When running this function, it produces a large amount of different statistical information, these are broken down further in Learning Material: Evaluating Models.


In comparison, to evaluate the fit of regression trees, we use Root Mean Squared Error or RMSE. Which is a single measure of the absolute deviation from the predicted line the observed area. With the smaller this value being, the better fit this model is.


To calculate the RMSE, the function RMSE() can be used, similar to the confusionMatrix function, this also uses data and reference as its inputs.

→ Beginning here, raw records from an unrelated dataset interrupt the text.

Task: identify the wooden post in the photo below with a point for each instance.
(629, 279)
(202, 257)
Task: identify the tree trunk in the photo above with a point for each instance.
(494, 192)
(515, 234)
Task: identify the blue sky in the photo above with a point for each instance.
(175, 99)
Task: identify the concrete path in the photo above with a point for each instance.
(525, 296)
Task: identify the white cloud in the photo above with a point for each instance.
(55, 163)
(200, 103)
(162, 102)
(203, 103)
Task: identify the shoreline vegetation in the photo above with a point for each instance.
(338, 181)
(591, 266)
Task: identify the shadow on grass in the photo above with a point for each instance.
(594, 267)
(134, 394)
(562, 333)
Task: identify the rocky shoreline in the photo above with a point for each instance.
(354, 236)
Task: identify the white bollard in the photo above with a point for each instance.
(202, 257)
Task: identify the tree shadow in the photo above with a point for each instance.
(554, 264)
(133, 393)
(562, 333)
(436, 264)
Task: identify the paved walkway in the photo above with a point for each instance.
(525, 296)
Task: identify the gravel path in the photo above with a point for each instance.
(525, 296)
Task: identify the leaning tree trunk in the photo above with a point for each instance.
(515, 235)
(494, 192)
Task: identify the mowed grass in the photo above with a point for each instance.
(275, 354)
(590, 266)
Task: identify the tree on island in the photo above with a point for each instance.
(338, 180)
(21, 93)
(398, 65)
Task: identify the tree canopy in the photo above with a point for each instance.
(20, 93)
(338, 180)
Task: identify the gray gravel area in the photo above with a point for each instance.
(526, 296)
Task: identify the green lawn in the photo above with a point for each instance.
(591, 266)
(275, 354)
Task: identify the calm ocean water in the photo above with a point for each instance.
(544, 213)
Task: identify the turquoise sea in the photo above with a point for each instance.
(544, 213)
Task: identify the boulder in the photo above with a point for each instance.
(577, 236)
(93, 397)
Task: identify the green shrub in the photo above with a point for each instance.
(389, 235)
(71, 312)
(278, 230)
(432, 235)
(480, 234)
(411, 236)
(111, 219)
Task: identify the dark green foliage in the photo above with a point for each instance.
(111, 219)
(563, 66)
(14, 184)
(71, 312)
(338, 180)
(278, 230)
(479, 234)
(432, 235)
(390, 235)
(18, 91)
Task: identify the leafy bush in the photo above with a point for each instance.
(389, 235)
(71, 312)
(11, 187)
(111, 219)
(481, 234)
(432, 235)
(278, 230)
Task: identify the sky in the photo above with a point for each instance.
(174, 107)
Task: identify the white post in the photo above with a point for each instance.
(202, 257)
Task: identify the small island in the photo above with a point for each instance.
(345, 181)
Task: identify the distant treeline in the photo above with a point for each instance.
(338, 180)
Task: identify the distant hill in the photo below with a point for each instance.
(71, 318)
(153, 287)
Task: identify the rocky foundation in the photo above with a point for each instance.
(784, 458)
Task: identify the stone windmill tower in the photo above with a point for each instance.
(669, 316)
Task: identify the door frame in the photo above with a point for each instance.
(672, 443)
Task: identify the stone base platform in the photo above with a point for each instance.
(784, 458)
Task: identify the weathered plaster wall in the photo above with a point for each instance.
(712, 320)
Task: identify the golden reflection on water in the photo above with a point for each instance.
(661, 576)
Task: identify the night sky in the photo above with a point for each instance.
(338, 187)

Exercise 8: Using the function RMSE() evaluate the Regression Tree Model

RMSE(pred = reg_pred, # Predicted 
     obs = test.dat$quality) # Observed
## [1] 0.7712802




Section 4: Review & Comparison


Exercise 9: Using all the knowledge from today’s session, and that available from the Learning Materials tab, run additional regression and classification trees, using as much or as little of the data set provided as you wish, and compare which combination of variables is best at predicting quality.


For your learning, I would suggest repeating Section 1, or if time is limited using the training and test data previously generated.

Please note, during the next installment of this series: Introduction to Machine Learning: Tree-based Models 2, we will be exploring alternative ways to increase prediction accuracy including pruning.